Mais le programme, qui est maintenant imprimé, exclut une marche confessionnelle à travers la ville. Président du comité d’organisation, Daniel Regli confie avoir déjà soumis plusieurs itinéraires aux autorités. En vain. Il attend néanmoins avec impatience la séance de la semaine prochaine. «On nous met beaucoup de conditions. Nous pouvons accepter le refus de défiler en ville de Berne. Reste qu’à cela s’ajoute l’impossibilité de célébrer une messe. Et nous devons également organiser les transports en bus afin que les participants évitent la gare et les rues qui mènent à la place Fédérale.» Enfin, le programme transmet également un avertissement de la police: les personnes portant t-shirts distinctifs, bannières, drapeaux et autres slogans sont susceptibles d’être importunées.

De Zurich à Berne

Il s’agit de la 7e Marche pour la vie en Suisse, mais de la première en ville de Berne. Auparavant, la manifestation se tenait à Zurich. L’an dernier à Zurich Oerlikon, près de 3000 personnes y ont participé. Non sans problèmes. Les vitrines et façades du Parti évangélique suisse (PEV) ont été taguées. Et une contre-manifestation d’activistes de gauche a perturbé le bon déroulement de la journée. François Bachmann, vice-président du PEV, raconte: «Notre conseillère nationale et présidente de parti, Marianne Streiff-Feller, a prononcé un discours mais elle a dû se battre pour être entendue par-dessus les slogans scandés par les activistes. Le climat de confrontation a probablement poussé des familles avec enfants à renoncer à participer à la marche.»

Mais ce n’est pas la raison pour laquelle la Marche pour la vie quitte Zurich pour Berne. Ce déménagement vise surtout à attirer les Romands et à donner un caractère national à la manifestation, qui pourrait dès lors prendre plus d’ampleur. Question sécurité cependant, les défis sont nombreux.

François Bachmann, qui a participé à plusieurs séances du comité d’organisation, rappelle que la scène alternative bernoise est très active. Et que la configuration de la capitale, avec ses galeries marchandes et ses ruelles, donne du fil à retordre aux responsables de la sécurité. «Je peux comprendre les risques que cela comporte. Néanmoins, j’admets moins qu’on se laisse prendre en otage par des groupes qui ne respectent pas la loi et ses représentants.» La menace terroriste par contre semble moins effrayer François Bachmann. «Je ne dis pas que ça ne m’inquiète pas. Ce qui est arrivé mardi au père Jacques Hamel est très grave. Mais je ne vois pas une telle chose se produire en Suisse», dit-il.

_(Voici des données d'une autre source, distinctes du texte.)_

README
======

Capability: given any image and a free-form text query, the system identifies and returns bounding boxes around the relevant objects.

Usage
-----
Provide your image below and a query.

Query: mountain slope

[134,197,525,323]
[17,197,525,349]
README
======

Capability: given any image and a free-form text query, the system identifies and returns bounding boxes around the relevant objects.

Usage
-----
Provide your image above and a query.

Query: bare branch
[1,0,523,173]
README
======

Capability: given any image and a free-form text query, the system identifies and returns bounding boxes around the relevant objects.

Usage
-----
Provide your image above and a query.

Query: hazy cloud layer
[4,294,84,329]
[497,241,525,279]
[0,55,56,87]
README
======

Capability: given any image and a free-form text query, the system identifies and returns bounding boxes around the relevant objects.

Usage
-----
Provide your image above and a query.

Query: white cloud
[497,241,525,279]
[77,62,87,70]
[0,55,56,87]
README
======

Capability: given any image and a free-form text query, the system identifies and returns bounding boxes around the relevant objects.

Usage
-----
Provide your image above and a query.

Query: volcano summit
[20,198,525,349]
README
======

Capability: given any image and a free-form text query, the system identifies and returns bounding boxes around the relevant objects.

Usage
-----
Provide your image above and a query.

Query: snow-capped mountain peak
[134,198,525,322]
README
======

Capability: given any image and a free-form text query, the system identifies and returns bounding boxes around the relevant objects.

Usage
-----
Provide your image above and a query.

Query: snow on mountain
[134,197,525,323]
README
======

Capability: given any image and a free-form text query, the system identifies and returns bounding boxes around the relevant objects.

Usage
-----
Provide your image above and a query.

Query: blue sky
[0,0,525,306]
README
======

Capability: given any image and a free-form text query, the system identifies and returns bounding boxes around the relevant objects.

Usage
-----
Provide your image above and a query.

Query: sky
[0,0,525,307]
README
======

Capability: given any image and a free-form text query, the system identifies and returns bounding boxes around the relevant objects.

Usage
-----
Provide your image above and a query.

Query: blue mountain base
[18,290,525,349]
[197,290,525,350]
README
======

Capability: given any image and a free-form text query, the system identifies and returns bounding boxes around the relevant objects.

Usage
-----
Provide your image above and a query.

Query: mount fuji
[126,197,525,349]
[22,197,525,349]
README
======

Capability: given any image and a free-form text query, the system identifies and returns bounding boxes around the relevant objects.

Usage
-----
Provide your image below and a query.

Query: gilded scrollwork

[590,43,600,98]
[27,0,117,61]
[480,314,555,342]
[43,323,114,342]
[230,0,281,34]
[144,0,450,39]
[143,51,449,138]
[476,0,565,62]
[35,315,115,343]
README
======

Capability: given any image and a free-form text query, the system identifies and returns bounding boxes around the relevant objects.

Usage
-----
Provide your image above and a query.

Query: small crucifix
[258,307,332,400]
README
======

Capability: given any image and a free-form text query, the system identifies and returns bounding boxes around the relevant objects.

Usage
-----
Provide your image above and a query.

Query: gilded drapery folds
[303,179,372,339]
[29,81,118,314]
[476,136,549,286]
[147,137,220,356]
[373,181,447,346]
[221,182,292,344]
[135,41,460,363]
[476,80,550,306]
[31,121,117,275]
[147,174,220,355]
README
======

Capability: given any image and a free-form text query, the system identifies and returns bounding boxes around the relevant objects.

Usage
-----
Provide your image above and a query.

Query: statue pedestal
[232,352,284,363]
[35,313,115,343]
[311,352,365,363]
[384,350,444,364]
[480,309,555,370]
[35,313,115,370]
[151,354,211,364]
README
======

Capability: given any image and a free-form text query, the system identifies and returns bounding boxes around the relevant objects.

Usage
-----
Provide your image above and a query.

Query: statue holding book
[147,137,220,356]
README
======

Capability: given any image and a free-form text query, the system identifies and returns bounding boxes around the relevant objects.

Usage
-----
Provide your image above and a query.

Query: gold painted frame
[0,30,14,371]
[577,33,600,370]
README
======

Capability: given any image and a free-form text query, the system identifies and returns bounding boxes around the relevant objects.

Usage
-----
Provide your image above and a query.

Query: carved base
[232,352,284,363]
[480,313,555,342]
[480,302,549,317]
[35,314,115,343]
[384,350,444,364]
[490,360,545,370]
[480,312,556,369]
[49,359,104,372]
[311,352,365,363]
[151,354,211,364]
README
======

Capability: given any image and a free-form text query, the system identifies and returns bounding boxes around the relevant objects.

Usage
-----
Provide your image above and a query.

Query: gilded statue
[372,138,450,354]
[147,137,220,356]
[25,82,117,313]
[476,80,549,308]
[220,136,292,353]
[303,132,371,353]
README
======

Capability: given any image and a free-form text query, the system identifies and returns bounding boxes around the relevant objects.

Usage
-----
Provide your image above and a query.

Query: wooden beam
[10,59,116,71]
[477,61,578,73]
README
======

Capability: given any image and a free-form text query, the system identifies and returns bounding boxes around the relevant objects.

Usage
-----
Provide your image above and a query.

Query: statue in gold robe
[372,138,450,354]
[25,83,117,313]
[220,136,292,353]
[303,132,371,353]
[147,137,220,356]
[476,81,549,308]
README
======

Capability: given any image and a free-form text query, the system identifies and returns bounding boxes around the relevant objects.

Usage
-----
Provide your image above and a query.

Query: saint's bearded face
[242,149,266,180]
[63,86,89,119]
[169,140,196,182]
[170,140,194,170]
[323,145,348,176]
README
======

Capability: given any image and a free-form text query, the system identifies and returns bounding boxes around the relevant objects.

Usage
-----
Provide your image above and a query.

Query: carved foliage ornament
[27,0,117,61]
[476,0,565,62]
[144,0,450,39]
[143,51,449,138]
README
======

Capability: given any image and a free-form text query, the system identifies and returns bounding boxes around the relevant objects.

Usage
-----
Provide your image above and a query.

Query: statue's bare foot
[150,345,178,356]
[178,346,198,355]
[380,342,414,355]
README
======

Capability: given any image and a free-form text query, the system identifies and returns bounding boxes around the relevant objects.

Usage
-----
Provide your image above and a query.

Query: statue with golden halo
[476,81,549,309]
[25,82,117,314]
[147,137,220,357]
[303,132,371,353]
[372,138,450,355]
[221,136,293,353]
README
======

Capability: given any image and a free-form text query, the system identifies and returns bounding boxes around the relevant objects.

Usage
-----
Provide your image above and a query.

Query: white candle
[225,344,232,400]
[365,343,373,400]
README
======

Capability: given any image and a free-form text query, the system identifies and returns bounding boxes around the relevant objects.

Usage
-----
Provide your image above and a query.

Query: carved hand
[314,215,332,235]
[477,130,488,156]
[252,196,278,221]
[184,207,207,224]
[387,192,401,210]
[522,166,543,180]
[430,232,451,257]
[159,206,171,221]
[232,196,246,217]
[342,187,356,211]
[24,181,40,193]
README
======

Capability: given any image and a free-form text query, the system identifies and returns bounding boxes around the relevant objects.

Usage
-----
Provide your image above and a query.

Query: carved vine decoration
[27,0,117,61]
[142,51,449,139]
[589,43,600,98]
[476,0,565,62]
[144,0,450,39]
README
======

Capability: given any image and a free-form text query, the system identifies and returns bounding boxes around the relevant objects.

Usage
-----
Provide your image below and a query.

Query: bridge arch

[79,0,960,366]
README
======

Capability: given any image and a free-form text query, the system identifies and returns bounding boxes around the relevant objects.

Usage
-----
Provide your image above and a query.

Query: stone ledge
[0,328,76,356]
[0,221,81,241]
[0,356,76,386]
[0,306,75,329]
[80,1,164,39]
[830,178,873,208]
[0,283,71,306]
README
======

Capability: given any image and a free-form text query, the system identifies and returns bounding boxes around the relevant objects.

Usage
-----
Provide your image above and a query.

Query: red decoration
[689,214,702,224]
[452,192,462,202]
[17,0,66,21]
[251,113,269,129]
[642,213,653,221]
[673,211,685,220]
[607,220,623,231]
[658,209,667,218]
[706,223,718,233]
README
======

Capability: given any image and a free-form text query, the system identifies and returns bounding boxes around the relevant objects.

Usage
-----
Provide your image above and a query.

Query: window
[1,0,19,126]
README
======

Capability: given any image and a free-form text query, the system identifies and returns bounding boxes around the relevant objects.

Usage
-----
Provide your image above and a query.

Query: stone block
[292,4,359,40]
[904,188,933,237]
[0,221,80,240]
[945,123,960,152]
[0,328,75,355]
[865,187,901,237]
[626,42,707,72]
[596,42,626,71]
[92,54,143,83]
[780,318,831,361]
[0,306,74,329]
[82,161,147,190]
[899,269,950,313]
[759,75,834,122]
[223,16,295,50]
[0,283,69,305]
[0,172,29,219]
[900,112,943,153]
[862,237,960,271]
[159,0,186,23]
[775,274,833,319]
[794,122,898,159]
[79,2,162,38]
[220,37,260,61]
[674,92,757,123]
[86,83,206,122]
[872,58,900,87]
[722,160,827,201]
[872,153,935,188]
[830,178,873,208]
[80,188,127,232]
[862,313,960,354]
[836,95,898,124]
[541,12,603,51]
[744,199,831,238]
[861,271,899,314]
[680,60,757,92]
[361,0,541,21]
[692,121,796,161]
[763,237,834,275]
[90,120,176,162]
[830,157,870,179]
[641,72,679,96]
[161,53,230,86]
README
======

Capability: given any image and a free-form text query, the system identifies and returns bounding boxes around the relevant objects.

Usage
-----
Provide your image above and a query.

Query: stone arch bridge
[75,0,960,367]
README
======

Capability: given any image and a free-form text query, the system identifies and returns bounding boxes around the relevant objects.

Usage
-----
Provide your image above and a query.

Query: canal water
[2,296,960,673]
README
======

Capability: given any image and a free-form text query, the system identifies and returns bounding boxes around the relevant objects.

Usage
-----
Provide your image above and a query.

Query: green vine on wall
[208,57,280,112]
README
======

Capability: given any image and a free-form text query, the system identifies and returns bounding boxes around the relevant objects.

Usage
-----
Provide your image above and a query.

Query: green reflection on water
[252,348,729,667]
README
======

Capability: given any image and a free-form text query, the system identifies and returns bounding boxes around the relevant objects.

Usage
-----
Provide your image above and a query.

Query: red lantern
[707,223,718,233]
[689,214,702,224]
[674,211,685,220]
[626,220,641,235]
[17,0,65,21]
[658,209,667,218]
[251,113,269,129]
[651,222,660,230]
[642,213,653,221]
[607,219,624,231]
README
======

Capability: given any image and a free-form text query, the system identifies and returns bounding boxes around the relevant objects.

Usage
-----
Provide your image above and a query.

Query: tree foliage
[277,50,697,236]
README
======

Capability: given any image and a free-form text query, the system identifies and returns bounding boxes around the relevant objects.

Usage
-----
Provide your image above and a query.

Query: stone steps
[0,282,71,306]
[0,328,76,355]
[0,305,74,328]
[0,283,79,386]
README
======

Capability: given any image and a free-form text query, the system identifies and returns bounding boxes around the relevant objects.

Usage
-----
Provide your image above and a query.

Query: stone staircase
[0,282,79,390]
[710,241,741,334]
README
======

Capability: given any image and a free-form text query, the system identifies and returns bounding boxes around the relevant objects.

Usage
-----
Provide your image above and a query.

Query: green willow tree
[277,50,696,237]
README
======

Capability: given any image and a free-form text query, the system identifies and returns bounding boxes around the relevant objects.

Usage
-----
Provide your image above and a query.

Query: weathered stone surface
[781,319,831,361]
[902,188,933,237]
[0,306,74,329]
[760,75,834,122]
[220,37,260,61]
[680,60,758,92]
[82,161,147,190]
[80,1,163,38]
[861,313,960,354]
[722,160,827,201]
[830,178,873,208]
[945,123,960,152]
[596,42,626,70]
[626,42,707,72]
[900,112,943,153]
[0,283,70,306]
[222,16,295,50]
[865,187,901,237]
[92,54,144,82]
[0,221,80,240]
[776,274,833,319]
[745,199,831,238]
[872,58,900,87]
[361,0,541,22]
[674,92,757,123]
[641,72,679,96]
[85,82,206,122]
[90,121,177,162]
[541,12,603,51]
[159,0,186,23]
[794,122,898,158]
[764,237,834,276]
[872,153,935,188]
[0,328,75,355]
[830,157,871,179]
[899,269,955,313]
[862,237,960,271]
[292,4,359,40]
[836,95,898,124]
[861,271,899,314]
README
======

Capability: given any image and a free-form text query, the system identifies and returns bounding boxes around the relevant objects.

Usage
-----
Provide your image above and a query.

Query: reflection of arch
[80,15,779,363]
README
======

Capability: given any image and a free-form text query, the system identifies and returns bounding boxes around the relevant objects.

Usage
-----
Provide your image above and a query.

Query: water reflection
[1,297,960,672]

La Marche pour la vie est une action commune de plusieurs mouvements chrétiens catholiques et évangéliques, comme Choisir la vie, Futur.ch, Pro Life, Chrétiens pour la vérité, etc.. Outre le PEV, un autre parti politique, l’Union démocratique fédérale (UDF), en est membre. Tous sont contre l’avortement mais aussi le diagnostic préimplantatoire et l’euthanasie. «Nous n’accepterons jamais le meurtre d’enfants à naître ou handicapés», lit-on dans le programme. Ils ont signé une Charte pour la vie et mènent une campagne «à l’américaine», avec clips vidéo et témoignages.

Un combat perdu

Mais ils mènent un combat qu’ils ont déjà perdu plusieurs fois. En 2002, les citoyens suisses ont accepté de décriminaliser l’avortement. En 2014, ils ont également largement refusé le non-remboursement de l’interruption de grossesse par l’assurance maladie. Enfin, les Suisses viennent de voter deux fois en faveur du diagnostic préimplantatoire.

L’an dernier à Zurich, Mgr Charles Morerod, évêque du diocèse de Lausanne, Genève et Fribourg, devait prononcer un discours. Retenu à Rome, il a été remplacé par Mgr Marian Eleganti, évêque auxiliaire de Coire. Le programme de cette année promet des témoignages, une intervention de l’ancien conseiller national Jean-Pierre Graber (UDC/JU) et un service interconfessionnel. Pour l’instant. Car Daniel Regli n’exclut pas entièrement une annulation. Selon le président, il y aurait beaucoup de nervosité dans l’air.